Выбрать главу

В доме пахло воском, сиренью и горячими булочками.

Булочки оказались именно такие, какие любил малыш Ри, — пышные, посыпанные розовым сахаром. И как Томален угадала? Рейф не посмел бы спросить. И еще меньше он бы осмелился спросить, как она все успела. Она и Нирин. Это какое-то особенное женское волшебство — ничего не имеющее общего с магией. Ри по малолетству не считал его чем-то особенным — ведь оно присутствовало в его жизни всегда, как воздух. Рейф был изъят от него настолько, что почти забыл о его существовании. А сейчас оно вновь вошло в его жизнь, вошло не спрашивая — как, не спрашивая, вошла в его жизнь вся Мелла… Мелла, полная ароматом булочек и благоуханием сирени, шлепками мокрых листьев по оконному стеклу, звоном дальней колокольни, утренними криками уличных разносчиков, тележным скрипом и сонным переругиванием возчиков, торопливыми шагами и смехом… Мелла, принявшая его, ждал он того или нет, хотел или нет. Мелла. Нечаянная и нежданная.

Мелла.

Его дом.

Внезапный, как любовь.

Дом, которому он нужен.

Для того, чтобы этот дом был жив. Для того, чтобы снова стал таким, каким видится сейчас Рейфу.

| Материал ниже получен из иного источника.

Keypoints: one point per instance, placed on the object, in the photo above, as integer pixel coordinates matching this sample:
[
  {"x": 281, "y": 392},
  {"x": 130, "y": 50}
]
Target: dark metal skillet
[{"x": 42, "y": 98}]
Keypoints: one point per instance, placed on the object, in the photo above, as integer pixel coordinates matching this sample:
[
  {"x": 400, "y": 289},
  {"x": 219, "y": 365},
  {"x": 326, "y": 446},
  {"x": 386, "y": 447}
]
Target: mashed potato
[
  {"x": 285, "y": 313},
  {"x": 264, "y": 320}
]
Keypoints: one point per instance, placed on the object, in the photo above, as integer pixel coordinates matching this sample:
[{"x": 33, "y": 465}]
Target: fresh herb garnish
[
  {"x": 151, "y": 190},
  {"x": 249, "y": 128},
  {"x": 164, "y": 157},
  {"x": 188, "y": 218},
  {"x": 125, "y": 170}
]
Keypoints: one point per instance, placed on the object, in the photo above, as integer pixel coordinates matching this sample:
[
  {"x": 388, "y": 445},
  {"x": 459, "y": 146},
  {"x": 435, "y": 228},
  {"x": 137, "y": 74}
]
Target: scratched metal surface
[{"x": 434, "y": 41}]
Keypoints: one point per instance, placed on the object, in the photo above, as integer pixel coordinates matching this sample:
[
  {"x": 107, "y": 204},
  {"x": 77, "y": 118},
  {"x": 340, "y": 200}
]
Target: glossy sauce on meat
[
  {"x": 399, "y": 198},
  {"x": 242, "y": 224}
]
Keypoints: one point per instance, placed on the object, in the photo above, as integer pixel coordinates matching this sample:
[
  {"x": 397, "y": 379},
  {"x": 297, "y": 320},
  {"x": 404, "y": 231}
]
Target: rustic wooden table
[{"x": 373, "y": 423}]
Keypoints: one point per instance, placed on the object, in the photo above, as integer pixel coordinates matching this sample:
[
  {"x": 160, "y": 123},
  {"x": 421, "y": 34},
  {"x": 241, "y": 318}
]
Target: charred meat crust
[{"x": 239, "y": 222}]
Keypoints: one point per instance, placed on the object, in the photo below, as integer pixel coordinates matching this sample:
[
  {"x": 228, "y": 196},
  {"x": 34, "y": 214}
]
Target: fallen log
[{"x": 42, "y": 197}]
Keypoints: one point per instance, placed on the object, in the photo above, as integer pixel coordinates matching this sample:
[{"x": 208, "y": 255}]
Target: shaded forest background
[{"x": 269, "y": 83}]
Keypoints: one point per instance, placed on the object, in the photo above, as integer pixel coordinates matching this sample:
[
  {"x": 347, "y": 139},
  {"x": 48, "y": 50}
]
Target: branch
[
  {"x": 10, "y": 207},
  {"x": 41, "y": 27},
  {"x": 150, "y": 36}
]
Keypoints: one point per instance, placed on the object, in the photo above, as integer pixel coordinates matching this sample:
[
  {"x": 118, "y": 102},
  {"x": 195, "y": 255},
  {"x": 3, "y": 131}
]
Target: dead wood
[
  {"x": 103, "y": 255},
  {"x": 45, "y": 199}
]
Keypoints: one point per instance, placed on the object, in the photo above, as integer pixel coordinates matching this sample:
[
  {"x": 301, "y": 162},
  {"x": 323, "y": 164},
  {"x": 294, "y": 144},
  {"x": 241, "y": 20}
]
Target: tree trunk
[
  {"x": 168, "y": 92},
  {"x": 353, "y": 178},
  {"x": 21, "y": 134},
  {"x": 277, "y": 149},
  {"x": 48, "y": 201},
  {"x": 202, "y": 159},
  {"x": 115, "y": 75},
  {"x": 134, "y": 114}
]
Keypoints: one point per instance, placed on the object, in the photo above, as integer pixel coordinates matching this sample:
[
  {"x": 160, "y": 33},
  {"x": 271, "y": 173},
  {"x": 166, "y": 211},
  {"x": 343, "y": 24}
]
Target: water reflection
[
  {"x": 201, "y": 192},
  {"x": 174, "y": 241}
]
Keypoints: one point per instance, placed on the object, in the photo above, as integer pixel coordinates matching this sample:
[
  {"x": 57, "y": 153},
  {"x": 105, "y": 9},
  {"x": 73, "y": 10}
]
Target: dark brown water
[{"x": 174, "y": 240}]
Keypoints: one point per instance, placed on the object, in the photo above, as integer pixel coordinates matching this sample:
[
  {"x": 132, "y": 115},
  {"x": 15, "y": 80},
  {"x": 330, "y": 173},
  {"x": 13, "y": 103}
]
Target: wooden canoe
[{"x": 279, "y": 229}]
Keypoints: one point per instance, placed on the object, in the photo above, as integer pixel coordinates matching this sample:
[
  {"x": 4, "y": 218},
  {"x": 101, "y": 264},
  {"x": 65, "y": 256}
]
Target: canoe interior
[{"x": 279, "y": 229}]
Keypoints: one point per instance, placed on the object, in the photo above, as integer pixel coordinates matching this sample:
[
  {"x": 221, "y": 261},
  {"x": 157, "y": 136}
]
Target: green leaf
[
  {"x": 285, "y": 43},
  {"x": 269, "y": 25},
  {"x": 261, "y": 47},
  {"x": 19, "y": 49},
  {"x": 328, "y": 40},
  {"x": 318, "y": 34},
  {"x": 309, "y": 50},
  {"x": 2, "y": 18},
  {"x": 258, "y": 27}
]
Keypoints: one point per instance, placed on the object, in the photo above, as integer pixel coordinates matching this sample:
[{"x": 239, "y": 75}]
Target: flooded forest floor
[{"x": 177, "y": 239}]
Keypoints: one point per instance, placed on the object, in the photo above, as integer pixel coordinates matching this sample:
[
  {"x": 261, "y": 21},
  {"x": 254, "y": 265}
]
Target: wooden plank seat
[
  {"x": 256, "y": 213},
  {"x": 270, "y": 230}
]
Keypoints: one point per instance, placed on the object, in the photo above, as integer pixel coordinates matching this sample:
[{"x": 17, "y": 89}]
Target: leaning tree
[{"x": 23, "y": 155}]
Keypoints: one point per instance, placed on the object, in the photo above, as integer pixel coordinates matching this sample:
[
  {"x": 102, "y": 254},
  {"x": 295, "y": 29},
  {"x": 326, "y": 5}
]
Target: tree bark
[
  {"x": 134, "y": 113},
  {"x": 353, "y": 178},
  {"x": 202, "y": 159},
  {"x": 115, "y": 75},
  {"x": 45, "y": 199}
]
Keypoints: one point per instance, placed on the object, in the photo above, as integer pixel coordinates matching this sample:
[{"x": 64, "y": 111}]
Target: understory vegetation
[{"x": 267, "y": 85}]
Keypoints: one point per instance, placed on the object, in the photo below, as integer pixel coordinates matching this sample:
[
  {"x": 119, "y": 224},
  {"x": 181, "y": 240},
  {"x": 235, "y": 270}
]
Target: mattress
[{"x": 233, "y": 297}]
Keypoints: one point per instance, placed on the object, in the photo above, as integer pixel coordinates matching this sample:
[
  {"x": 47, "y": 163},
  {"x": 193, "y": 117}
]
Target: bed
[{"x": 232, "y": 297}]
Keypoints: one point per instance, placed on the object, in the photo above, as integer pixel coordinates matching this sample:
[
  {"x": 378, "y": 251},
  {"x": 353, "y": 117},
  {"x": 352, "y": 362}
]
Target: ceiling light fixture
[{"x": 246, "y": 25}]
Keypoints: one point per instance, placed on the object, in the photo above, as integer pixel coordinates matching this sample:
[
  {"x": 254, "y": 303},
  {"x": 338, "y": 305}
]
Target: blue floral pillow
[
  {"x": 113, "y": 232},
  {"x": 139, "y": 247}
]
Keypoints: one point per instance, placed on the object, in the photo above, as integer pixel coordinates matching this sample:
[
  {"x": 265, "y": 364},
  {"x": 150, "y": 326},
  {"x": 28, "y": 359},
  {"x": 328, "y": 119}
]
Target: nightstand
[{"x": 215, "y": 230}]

Мэтр Эррам всегда отличался тем, что не принимал ни кажущееся, ни желаемое за действительное — качество, наинужнейшее для экспериментатора. Не обманывался он и сейчас. Мелла виделась ему ласковой и уютной… но случайному проезжему с первого взгляда может показаться благостным и город в прифронтовой полосе. Еще не затронутый войной — но уже ожидающий ее приближения.

Мелла ждала — и знала, чего она ждет.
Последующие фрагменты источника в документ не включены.